LAS VEGAS (CN) - Sheldon Adelson cost investors in his Las Vegas Sands Corp. money by allowing "bribery, kickbacks, money laundering and other wrongful behaviors" a shareholder claims in a derivative complaint.
     W.A. Sokolowski sued Adelson, Las Vegas Sands Corp. and nine other members of Sands board of directors in Federal Court.
     The complaint accuses Adelson et al. of a laundry list of allegedly wrongful and sometimes illegal acts, in this country and Macau.
     Sokolowski claims, inter alia, that Adelson and his board:
     "(a) Conceal the fact that the Company's management was improperly misrepresenting Sands' internal controls in order to allow a widespread scheme of overseas bribery, kickbacks, money laundering and other wrongful behavior in violation of applicable federal and other laws and, thereafter, cover-up such wrongdoing;
     "(b) Assign to the Board's Audit Committee and purportedly independent legal counsel, an 'investigation' that was intended as a pretext to avoid the individual defendants having to account to Sands for their wrongdoing;
     "(c) Deceive the investing public, including shareholders of Sands, regarding the individual defendants' management of the company's operations;
     "(d) Fail to comply with the books and record, and internal controls provisions of the Foreign Corrupt Practices Act (the 'FCPA') and the Bank Secrecy Act as well as conceal such violations of law;
     "(e) Conceal material facts with respect to purported audits performed by PricewaterhouseCoopers LLP ('PWC'), of which defendant Frederick Hipwell ('Hipwell') is a partner;
     "(f) Waste Sands' assets by means of, inter alia, causing the Board's Audit Committee to carry out a purported investigation of the wrongdoing alleged herein without any benefit flowing to the Company;
     "(g) Cause the issuance and dissemination of Sands' 2013 Proxy Statement, which was false and misleading;
     "(h) Use Sands' corporate assets to further the political interests of the Company's largest shareholders, Adelson and his wife;
     "(i) Cause Sands to terminate its long-held plans to invest in a casino complex in Spain because of, inter alia, defendant Adelson's demand for relaxation of Spain's anti-money laundering laws, political activities and his negative reputation;
     "(j) Disregard and/or intentionally breach the Company's Code of Business Conduct and Ethics as well as other written policies governing their conduct; and
     "(k) Enhance the Individual defendants' positions as directors and/or officers of Sands while providing each of them with substantial compensation, power and prestige."

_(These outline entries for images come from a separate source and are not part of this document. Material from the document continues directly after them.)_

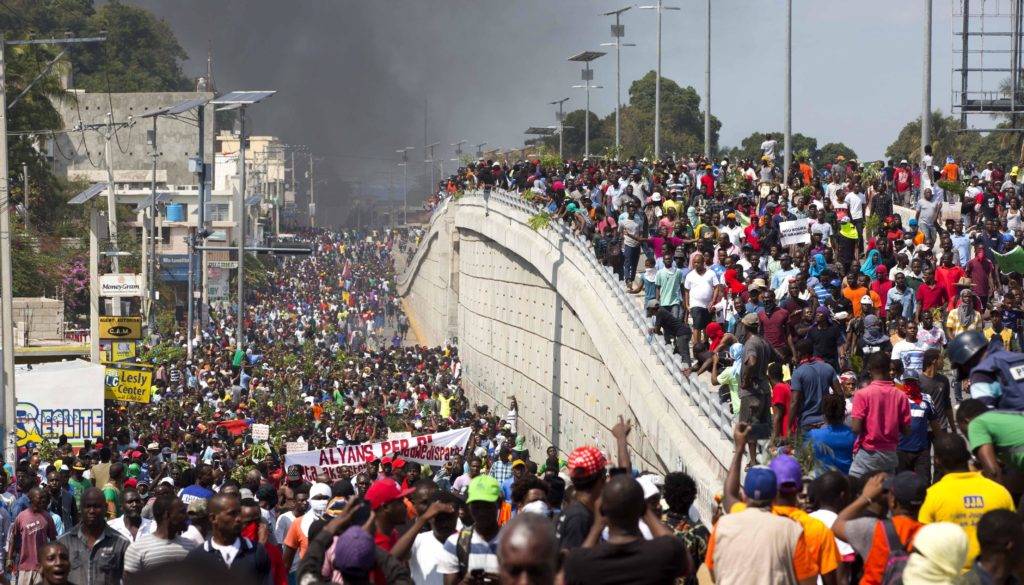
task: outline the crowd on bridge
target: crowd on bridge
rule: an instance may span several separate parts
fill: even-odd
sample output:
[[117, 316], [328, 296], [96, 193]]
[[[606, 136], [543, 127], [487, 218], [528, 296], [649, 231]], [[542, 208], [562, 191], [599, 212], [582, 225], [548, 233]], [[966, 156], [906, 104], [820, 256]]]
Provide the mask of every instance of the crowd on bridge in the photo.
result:
[[[587, 238], [685, 375], [719, 388], [736, 424], [729, 513], [696, 558], [717, 582], [805, 579], [809, 539], [824, 582], [1018, 582], [1020, 169], [929, 149], [912, 164], [798, 158], [783, 180], [776, 150], [481, 159], [428, 206], [518, 193]], [[723, 563], [721, 543], [749, 554]]]
[[[111, 403], [101, 440], [19, 448], [5, 579], [1018, 582], [1016, 169], [800, 161], [782, 186], [770, 142], [761, 161], [481, 161], [438, 193], [516, 191], [593, 241], [734, 411], [715, 509], [685, 470], [634, 464], [626, 419], [612, 453], [531, 452], [514, 398], [471, 403], [457, 347], [414, 343], [395, 290], [414, 239], [317, 231], [250, 292], [244, 342], [214, 311], [190, 351], [171, 332], [146, 353], [153, 401]], [[442, 460], [396, 447], [463, 431]]]

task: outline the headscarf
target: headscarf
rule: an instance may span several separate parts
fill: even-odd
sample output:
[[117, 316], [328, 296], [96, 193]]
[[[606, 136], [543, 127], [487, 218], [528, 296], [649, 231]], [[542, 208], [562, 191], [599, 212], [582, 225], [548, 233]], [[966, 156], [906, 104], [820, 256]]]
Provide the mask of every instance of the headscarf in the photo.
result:
[[948, 585], [967, 560], [967, 533], [952, 523], [925, 525], [913, 537], [904, 585]]
[[732, 370], [732, 375], [739, 379], [739, 371], [743, 367], [743, 344], [740, 342], [735, 342], [729, 345], [729, 358], [732, 358], [732, 366], [729, 368]]
[[736, 278], [736, 269], [728, 268], [725, 270], [725, 286], [729, 287], [729, 292], [732, 294], [740, 294], [746, 290], [746, 285], [739, 282]]
[[701, 252], [693, 252], [692, 254], [690, 254], [690, 263], [689, 263], [689, 266], [690, 266], [691, 270], [693, 269], [693, 260], [695, 260], [697, 256], [703, 256], [703, 253], [701, 253]]
[[722, 329], [722, 326], [719, 325], [717, 321], [713, 321], [708, 324], [708, 327], [705, 328], [705, 333], [708, 334], [708, 342], [710, 344], [709, 348], [712, 351], [718, 350], [718, 345], [722, 342], [722, 337], [725, 336], [725, 331]]
[[867, 257], [864, 258], [864, 263], [860, 265], [860, 271], [867, 275], [871, 280], [878, 278], [878, 267], [882, 263], [882, 254], [878, 250], [871, 250], [867, 253]]
[[810, 276], [818, 279], [821, 277], [821, 273], [824, 273], [825, 270], [828, 269], [828, 263], [825, 262], [825, 255], [814, 254], [811, 260], [812, 262], [811, 265], [807, 268], [807, 273]]
[[[956, 295], [959, 297], [959, 295]], [[978, 311], [974, 308], [974, 295], [971, 295], [971, 300], [964, 302], [961, 299], [961, 303], [956, 305], [956, 317], [959, 319], [961, 327], [965, 330], [970, 329], [974, 325], [976, 319], [978, 319]]]

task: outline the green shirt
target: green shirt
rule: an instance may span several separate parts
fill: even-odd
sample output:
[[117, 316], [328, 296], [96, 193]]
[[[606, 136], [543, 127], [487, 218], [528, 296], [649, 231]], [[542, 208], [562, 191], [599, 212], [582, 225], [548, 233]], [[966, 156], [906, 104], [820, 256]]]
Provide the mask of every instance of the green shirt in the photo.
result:
[[679, 268], [663, 268], [654, 277], [654, 284], [662, 289], [657, 299], [662, 306], [673, 306], [683, 303], [682, 284], [683, 271]]
[[971, 451], [992, 445], [1004, 463], [1024, 471], [1024, 413], [986, 412], [971, 421], [967, 436]]
[[75, 477], [68, 479], [68, 487], [71, 488], [71, 494], [75, 496], [75, 505], [77, 507], [82, 506], [82, 493], [92, 487], [92, 482], [82, 477], [82, 480], [78, 480]]

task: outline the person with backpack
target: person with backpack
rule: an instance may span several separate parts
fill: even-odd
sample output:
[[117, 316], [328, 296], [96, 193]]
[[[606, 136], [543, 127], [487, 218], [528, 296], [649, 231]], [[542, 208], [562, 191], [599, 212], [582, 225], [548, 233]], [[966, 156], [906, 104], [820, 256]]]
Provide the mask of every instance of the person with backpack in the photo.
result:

     And that's just 3 pages of the 56-page lawsuit.
     Sokolowski claims that Adelson personally benefited from the wrongdoing by receiving $2.5 million annually for security and transportation and giving jobs to his wife and stepdaughter.
     Sokolowski seeks punitive damages for violations of the Securities Exchange Act, breach of fiduciary duty, waste of corporate assets, unjust enrichment, breach of duty of candor, breach of duty of loyalty, breach of contract and negligence.
     He is represented by G. Mark Albright.